どうやらこの「不適性検査スカウター」はなかなか好評のようで、「約4800社以上の企業、社会福祉法人、官公庁」が利用しているという。

サービスとしては「精神疾患や発達障害やパーソナリティー障害をもつハイリスクな人材を採用せずに排除したい企業様にオススメです」と言っているに等しい。だが繰りかえしになるが「疾患」「障害」を診断するとは一切書いていないので、これが不当な差別にあたると断言はできない。釈然としないことはたしかだが、企業の「経済活動の自由」の範疇にギリギリ収まるラインの商売をしているようにも見える。

「内側の人」だけが尊重される社会

家族にしろ学校にしろ会社にしろ、その組織に属する「内側の人」を差別的に扱ってはならないという人権意識の高まりは、社会全体の厚生を着実に高めていることは間違いない。

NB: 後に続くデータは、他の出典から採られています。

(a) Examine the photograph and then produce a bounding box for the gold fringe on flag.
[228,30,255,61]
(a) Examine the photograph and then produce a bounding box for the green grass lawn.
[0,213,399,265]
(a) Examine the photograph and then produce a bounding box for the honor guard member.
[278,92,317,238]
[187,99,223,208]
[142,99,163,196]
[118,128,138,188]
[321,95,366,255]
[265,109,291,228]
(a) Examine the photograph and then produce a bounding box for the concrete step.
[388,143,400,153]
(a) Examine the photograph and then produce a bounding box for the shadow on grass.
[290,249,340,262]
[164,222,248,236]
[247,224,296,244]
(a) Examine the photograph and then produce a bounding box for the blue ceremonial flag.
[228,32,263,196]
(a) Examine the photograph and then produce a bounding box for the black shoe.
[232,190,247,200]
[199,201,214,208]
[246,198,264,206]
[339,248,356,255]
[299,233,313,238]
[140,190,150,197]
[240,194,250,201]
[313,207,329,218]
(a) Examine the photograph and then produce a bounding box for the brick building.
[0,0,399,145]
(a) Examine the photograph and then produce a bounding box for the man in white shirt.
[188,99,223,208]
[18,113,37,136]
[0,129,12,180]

生まれもった性質ゆえに、人間関係構築や会社組織でのオペレーションに困難を抱える人びとがいる。そうした人びとを「発達障害」とか「パーソナリティー障害」とした枠組みで捕捉し、適切な社会的支援を講じる機運が高まっている。こうした営為は、どのような人でも全人格的に肯定されて生きることのできる社会を目指すためには不可欠なことである。

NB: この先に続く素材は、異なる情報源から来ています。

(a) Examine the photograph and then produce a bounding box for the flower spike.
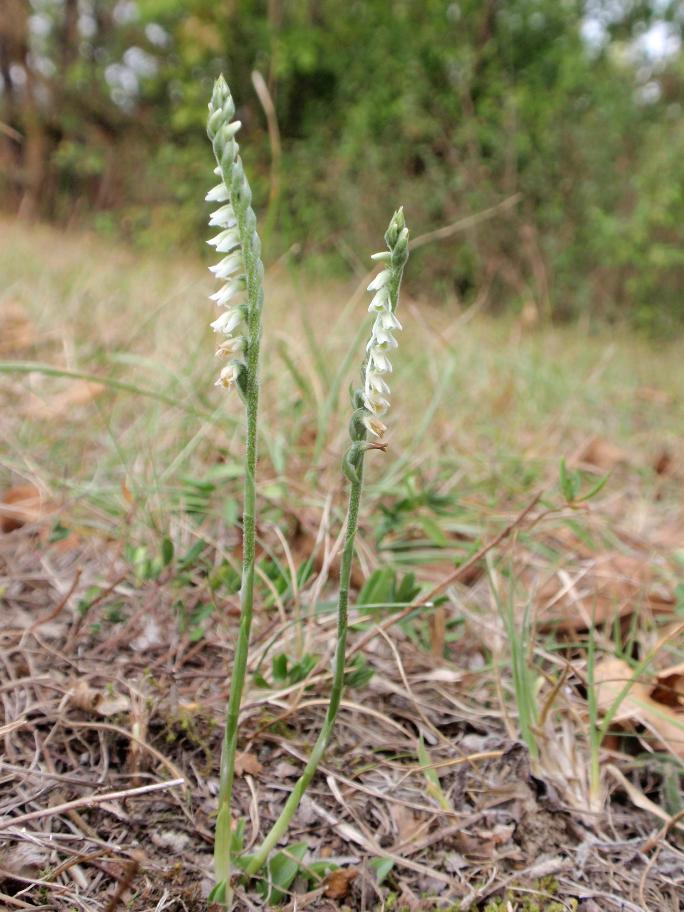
[361,209,409,433]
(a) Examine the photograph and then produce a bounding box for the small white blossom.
[215,336,245,357]
[210,308,242,335]
[206,183,230,202]
[363,415,387,437]
[368,348,393,373]
[366,370,390,395]
[210,279,244,307]
[215,362,242,389]
[365,391,390,415]
[209,252,243,279]
[368,287,390,313]
[209,205,237,228]
[208,230,242,253]
[367,328,398,352]
[367,270,392,292]
[378,310,402,331]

しかし同時に「自分たちと協働する仲間として内側に入れると手厚くもてなさなければならないのだったら、内側に入れてしわないように入り口の段階で排除しよう(私たちにはそんな人を抱える余裕はないのだから)」というインセンティブが高まってしまうのだ。それはリソースを豊富に持たない中小企業、あるいは個々人の付きあいのなかでは顕著にあらわれることになるかもしれない。有限のリソースをすべて「配慮」に回すことはできないのだ。けっして豊富とは言いがたいリソースを持つ者にとってはなおさらである。

あたかも社会階層の研究調査のような趣を呈する性的なパートナーシップも、不適性検査を採用する企業も同根の問題なのだ――「人を尊重すること、そのリソースを惜しみなく拠出すること」を時代が要請すればするほど、「リソースがかかりそうなハイリスクな人は避けよう」という反動が形成されることになる。